## Request Raw Data from TMDB API

### Description
This process involves calling the top 40 most popular movies at the time from the TMDB API. The response is then parsed and loaded into an Azure Data Lake Storage (ADLS) Gen2 account as raw data.

### Requirements
which have already been handled by my Terraform code:

- Libraries installed
- Mount point to the storage account
- TMDB API key added in Databricks Secret 

In [0]:
import datetime
import os

import pandas as pd
import requests

In [0]:
current_date = datetime.date.today()
fm_current_date = current_date.strftime('%d-%m-%Y')
base_path = '/mnt/movrec-container/raw' 

In [0]:
def fetch_movie_data(page):
    TMDB_KEY = dbutils.secrets.get(scope="application", key="tmdb_api_key")
    url = "https://api.themoviedb.org/3/discover/movie"
    params = {
        "include_adult": "true",
        "include_video": "false",
        "language": "en-US",
        "page": page,
        "sort_by": "popularity.desc",
    }
    headers = {
        "accept": "application/json",
        "Authorization": f"Bearer {TMDB_KEY}"
    }

    response = requests.get(url, params=params, headers=headers)
    response.raise_for_status()

    return response.json()['results']

In [0]:
pages_to_fetch = [1, 2]
dataframes = [pd.DataFrame(fetch_movie_data(page)) for page in pages_to_fetch]
merged_df = pd.concat(dataframes, ignore_index=True)

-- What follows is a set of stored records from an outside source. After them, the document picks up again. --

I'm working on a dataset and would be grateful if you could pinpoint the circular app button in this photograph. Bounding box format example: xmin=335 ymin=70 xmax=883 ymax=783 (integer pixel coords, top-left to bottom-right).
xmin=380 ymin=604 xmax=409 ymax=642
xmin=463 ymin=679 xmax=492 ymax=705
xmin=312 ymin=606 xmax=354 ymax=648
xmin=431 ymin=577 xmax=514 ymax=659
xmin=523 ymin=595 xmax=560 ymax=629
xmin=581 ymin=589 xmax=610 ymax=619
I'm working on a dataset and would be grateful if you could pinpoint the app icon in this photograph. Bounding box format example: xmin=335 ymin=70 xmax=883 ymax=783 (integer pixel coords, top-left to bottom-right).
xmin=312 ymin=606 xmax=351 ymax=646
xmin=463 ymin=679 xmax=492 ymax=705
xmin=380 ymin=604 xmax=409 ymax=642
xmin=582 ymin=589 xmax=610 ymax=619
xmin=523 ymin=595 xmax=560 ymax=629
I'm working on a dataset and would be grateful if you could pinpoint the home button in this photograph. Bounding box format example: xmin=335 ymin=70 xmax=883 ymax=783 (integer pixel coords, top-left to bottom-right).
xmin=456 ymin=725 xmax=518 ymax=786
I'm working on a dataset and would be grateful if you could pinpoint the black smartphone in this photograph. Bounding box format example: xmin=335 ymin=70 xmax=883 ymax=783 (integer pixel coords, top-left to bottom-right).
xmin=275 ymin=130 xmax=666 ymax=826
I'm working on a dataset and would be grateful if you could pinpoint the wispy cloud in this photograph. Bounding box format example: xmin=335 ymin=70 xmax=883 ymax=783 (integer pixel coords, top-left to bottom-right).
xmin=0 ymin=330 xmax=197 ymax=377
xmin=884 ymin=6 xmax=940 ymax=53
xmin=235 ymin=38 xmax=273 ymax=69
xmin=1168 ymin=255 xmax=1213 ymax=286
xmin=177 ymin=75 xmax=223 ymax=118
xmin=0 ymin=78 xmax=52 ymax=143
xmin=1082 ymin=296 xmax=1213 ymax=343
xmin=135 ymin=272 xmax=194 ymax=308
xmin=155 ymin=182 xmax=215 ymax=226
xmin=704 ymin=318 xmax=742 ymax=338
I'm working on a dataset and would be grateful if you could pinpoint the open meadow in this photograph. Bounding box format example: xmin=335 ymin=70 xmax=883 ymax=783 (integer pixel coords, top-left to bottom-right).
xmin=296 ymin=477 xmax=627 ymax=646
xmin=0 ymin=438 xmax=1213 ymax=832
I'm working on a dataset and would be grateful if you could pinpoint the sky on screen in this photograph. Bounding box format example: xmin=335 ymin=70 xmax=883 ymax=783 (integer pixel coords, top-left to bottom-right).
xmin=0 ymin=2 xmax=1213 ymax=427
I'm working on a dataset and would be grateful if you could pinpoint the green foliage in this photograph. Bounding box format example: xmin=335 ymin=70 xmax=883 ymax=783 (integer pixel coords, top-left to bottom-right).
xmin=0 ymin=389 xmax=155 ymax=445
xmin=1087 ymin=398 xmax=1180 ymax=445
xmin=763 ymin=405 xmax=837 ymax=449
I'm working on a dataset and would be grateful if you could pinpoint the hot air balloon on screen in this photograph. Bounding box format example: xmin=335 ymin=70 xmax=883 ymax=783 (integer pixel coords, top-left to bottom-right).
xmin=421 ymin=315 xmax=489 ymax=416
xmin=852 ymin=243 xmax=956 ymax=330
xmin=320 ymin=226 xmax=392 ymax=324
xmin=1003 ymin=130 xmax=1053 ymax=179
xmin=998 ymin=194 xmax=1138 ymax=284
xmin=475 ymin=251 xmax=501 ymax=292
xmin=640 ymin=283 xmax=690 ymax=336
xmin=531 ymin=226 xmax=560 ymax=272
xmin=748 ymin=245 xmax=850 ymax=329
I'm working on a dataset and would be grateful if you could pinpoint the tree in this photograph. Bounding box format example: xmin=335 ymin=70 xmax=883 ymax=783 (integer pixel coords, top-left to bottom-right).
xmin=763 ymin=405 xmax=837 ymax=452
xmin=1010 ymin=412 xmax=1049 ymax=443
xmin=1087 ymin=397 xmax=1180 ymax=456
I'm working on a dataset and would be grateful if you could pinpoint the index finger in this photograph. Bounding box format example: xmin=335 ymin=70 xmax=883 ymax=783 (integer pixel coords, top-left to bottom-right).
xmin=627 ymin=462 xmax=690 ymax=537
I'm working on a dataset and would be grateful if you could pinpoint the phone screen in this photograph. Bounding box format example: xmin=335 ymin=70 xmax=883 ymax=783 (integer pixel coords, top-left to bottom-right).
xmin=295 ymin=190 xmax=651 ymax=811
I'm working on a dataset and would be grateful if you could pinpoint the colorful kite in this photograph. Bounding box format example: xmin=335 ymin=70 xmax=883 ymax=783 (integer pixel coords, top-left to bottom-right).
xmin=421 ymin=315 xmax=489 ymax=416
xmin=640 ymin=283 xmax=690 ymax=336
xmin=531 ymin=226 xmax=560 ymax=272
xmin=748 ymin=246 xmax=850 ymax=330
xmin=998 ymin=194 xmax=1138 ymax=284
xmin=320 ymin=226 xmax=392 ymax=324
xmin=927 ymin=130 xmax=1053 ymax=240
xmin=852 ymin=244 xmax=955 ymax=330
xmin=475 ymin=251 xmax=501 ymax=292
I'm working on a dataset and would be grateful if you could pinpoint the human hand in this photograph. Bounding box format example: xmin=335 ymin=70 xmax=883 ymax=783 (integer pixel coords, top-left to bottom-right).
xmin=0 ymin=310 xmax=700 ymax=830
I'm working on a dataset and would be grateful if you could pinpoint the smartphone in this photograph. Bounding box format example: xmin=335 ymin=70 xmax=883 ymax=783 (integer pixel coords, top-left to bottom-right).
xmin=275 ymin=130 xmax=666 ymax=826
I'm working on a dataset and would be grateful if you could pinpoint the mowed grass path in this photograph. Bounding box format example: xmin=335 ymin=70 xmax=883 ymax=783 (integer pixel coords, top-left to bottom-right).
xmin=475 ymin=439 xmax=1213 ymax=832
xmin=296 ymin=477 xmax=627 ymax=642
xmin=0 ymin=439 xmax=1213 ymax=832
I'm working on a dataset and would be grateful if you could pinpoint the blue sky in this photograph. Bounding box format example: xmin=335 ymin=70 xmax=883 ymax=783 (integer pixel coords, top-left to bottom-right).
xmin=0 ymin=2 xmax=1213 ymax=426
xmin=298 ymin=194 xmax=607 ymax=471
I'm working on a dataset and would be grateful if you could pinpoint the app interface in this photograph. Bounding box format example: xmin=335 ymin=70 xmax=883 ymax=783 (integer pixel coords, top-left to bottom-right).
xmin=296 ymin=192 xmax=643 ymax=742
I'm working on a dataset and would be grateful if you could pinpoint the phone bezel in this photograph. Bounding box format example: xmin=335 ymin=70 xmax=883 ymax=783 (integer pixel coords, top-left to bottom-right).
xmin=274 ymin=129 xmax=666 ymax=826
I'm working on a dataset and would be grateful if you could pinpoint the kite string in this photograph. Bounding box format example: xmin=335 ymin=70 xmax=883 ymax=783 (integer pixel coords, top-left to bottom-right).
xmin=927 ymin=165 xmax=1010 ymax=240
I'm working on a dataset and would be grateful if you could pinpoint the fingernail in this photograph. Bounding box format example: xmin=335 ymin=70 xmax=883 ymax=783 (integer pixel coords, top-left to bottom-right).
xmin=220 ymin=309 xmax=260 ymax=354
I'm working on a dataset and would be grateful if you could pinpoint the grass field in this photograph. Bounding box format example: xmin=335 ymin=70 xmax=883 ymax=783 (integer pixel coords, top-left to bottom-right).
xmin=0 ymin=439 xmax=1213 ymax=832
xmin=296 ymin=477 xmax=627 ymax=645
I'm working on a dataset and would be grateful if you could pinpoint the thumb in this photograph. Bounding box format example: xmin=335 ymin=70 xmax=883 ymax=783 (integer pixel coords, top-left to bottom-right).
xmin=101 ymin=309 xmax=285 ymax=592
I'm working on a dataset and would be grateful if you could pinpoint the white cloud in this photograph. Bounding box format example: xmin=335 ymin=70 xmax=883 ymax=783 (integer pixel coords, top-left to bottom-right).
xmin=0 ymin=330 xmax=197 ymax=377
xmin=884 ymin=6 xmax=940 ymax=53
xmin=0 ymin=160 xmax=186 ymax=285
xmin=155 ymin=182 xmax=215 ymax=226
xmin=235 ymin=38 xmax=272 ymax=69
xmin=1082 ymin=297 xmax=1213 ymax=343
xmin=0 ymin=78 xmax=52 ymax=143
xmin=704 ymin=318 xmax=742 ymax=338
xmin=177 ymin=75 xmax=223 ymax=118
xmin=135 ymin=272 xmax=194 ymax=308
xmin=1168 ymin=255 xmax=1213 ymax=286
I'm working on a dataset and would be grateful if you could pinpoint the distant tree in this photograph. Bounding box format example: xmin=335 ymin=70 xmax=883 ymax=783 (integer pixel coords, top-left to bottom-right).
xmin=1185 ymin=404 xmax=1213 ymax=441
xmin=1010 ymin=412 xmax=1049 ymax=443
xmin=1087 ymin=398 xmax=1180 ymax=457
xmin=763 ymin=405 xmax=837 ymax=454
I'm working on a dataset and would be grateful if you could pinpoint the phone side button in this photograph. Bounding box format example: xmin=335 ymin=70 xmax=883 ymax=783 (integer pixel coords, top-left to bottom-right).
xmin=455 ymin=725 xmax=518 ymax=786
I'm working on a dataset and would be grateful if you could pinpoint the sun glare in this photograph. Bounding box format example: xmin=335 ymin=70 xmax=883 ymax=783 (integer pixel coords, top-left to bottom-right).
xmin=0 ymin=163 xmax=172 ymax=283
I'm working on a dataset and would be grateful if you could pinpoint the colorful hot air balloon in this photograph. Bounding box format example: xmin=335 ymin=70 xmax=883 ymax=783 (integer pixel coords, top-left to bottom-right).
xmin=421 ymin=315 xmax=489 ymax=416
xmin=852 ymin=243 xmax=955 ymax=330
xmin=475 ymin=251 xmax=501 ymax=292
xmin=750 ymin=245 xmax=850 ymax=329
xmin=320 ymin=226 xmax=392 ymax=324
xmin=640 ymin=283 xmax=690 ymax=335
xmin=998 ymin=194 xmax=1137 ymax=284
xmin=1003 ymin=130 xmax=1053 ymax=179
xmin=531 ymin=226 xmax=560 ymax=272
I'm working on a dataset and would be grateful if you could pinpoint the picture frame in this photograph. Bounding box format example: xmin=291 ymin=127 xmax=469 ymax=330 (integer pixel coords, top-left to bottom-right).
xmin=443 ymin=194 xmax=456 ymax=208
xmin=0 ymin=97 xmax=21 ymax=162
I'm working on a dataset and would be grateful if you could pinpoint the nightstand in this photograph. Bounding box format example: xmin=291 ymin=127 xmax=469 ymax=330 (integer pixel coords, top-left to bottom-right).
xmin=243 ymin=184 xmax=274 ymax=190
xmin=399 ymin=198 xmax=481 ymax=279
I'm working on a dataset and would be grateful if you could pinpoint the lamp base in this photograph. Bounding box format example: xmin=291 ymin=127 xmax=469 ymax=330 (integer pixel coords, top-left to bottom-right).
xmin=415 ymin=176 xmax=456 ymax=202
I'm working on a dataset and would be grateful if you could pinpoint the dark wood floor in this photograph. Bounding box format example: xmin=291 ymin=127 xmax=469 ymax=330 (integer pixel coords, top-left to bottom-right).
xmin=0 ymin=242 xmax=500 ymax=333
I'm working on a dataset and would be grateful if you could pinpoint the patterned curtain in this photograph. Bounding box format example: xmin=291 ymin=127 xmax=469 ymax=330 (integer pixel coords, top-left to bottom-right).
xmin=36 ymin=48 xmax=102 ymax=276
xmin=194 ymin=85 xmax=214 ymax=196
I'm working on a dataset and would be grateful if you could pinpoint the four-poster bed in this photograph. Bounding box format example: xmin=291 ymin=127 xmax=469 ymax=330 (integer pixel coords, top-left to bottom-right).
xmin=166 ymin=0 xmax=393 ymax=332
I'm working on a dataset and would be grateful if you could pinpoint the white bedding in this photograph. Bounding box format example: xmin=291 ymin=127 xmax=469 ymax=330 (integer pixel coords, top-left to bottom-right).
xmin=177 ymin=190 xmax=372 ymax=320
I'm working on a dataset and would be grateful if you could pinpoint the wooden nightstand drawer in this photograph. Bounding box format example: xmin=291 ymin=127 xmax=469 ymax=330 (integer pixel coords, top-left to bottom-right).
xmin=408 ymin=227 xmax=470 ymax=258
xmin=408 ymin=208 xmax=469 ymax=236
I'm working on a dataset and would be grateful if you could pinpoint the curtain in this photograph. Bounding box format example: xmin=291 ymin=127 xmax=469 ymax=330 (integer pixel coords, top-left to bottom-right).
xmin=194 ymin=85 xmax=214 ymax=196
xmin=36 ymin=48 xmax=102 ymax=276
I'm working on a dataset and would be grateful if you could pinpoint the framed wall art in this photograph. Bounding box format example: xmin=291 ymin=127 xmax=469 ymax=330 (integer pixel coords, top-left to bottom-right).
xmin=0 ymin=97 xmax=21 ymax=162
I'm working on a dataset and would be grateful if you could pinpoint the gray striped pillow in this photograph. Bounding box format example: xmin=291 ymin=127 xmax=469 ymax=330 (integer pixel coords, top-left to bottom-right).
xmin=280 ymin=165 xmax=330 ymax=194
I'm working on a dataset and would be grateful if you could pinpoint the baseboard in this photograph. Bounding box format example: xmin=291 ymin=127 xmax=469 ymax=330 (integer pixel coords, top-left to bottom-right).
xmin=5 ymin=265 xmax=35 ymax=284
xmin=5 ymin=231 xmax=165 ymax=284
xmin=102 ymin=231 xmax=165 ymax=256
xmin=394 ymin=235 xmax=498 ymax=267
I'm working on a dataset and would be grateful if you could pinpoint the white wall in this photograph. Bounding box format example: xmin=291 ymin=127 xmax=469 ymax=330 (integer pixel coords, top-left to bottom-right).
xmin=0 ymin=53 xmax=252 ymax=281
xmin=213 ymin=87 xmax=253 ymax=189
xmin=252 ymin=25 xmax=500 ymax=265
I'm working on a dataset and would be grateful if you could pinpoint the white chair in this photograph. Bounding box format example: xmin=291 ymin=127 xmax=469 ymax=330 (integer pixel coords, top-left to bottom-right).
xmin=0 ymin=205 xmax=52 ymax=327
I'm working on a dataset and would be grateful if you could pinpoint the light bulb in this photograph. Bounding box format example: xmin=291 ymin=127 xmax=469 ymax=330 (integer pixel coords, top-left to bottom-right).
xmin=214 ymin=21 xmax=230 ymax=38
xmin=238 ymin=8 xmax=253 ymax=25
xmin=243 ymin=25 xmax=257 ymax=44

merged_df['date'] = fm_current_date

In [0]:
path= os.path.join(base_path, str(current_date.year), str(current_date.month))
try:
    dbutils.fs.ls(path)
except Exception as e:
    dbutils.fs.mkdirs(path)

### Notice when work with dbfs files
- **/dbfs** is ONLY and MUST accepted when specify WRITE path 
- **dbfs:** is legal format in databricks when work with dbfs files, but it is optional

In [0]:
merged_df.to_parquet(f"/dbfs{path}/{fm_current_date}.parquet", index=False)

  if _pandas_api.is_sparse(col):